Category: Geometry Chapter 11
Geometry Ch11.3 #38-41
I am doing Harold Jacobs Geometry, I am on chapter 11 lesson 3. I got to problems 39-41 and got stuck.
Dr Callahan Answered:
Let us start at #38.
We can see that <ABC = 120 so <ADB = 30. Therefore we know AB = BD based on Theorem 10 page 159.
AB = x because given
BD = x by substitution since AB = BD
<BDC = 30 (since a right triangle with one angle 60)
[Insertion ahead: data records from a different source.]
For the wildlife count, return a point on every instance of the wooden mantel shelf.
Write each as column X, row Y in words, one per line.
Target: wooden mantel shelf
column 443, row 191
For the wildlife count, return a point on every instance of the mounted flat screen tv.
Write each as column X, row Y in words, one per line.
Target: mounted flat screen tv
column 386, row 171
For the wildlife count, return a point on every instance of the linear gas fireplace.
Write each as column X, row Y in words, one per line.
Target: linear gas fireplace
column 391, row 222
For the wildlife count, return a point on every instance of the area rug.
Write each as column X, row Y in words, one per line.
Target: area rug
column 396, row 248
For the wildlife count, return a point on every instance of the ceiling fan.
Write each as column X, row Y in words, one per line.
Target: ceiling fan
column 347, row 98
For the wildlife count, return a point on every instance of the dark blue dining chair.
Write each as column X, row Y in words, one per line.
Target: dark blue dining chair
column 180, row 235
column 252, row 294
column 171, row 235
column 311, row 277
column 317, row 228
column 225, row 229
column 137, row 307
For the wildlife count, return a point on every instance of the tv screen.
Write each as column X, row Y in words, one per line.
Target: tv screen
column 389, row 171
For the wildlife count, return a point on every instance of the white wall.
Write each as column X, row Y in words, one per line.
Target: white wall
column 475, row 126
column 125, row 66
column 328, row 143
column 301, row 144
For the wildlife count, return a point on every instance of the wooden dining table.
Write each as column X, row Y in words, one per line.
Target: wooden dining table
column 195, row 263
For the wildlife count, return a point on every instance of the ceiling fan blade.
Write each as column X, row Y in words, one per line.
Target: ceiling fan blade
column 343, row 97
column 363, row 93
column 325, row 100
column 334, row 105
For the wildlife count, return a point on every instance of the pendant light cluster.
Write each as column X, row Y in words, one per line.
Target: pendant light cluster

2BC = BD (Them 51 on page 442)
2BC = x by substitution
BC = x/2
same logic using thrm 51 again — of course starting from what we know from #39
CD = BC*SQRT(3) Thrm 51 on page 442
BC = x/2 from #39
CD = x *SQRT(3) / 2
We are to show how we get CD = 7/8 AB
AB = x
CD = x *SQRT(3) /2
We are to show CD/AB = 7/8 so we can divide what we have as AB and CD to get
CD/AB = (x *SQRT(3) /2 ) / x
CD/AB = SQRT(3) /2
Now you have to calculate SQRT(3) /2 to get about 0.866 and then do the math on 7/8 to get 0.875
They are not equal – but approximately equal.